I'm not sure you really need multiple algorithms, the algorithm itself isn't
anything special as far as I know - it just supports transparency that's all.

You can get somewhat similar results by selecting all the transparent and
partially transparent parts and saving the selection. Then flatten the image
(i.e. mix the transparency into the background color), reduce the color depth,
then use the color to alpha option only on the selection (not the whole image)
to subtract the color and bring back the transparency.

Then count how many colors you have, if you have too many, undo everything,
and choose a lower number for color depth and try again. It helps to choose a
color that does not otherwise exist in the image for the background mixing
color.

------
molf
Thanks for all the feedback, everyone! We're still working on making TinyPNG
easier to use and removing some of the kinks. Keep the comments coming!
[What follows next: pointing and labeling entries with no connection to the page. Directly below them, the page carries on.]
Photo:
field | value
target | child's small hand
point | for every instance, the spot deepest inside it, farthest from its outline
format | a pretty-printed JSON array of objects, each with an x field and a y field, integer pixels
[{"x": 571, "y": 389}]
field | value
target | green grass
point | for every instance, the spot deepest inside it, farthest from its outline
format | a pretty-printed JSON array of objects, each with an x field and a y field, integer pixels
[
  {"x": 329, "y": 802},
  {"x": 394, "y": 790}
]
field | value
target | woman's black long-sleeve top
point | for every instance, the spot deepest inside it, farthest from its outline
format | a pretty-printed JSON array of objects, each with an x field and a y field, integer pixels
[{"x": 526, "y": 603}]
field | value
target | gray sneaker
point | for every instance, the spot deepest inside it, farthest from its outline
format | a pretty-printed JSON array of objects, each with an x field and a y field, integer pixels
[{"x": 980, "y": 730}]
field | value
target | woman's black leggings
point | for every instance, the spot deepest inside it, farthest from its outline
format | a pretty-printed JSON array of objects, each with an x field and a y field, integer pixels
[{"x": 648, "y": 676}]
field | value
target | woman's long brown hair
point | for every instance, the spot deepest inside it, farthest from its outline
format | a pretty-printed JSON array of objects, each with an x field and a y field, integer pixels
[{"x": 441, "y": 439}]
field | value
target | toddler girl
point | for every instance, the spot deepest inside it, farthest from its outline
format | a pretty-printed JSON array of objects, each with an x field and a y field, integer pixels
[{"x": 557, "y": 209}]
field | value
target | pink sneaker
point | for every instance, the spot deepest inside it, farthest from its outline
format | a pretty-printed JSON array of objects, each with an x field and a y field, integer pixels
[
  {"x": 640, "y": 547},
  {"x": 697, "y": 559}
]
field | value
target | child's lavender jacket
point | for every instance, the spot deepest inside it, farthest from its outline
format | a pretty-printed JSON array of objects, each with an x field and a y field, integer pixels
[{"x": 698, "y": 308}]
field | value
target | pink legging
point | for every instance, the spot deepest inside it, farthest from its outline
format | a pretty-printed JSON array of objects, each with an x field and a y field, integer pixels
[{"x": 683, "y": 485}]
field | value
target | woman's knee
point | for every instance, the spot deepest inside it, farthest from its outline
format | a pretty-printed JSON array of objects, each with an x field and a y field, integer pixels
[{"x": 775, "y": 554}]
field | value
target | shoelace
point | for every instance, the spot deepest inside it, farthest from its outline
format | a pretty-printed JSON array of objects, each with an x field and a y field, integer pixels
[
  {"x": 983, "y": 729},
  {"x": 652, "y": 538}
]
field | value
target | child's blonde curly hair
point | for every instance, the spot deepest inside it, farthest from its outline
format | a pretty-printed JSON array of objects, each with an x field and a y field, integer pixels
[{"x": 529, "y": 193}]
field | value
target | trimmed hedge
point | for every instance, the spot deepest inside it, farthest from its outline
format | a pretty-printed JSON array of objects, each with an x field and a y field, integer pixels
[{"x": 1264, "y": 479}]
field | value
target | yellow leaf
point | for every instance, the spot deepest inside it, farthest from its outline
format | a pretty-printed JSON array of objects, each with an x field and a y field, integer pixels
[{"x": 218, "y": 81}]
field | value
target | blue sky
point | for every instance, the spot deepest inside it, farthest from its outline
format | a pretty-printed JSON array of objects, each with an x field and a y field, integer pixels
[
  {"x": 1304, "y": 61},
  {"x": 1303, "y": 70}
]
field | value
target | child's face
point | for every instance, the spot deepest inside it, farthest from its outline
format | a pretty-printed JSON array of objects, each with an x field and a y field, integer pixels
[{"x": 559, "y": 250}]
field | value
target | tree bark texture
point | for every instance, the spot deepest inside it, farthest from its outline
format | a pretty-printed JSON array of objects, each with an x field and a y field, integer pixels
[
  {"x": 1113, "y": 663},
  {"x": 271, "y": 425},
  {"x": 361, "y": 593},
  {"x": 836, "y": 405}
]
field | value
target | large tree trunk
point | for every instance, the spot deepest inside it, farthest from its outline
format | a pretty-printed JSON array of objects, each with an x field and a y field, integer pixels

We created this service because we (our web agency) were building a couple of
sites that used very large transparent images. Unfortunately the file sizes
were also massive, so we went looking for compression mechanisms beyond
traditional lossless optimisation tools, which simply did not reduce our files
enough. We built TinyPNG around a couple of existing open source quantising
and compression tools.

Initially it was an internal tool, but we were extremely surprised by the
consistent good quality of the results. So we decided to share it as an online
service so that it is as easy as possible for everyone to reduce file sizes.
An API will be coming soon!

Is it always a good idea to use lossy compression? No, certainly not. There
are some edge cases that perform poorly. But we think the results are
impressive. Use your own judgment! :-)

We actually went looking for PNG files on very popular sites (Facebook,
Google, Github, Duckduckgo, many others) and almost all of them could benefit
from TinyPNG's file size reduction without noticeable quality loss.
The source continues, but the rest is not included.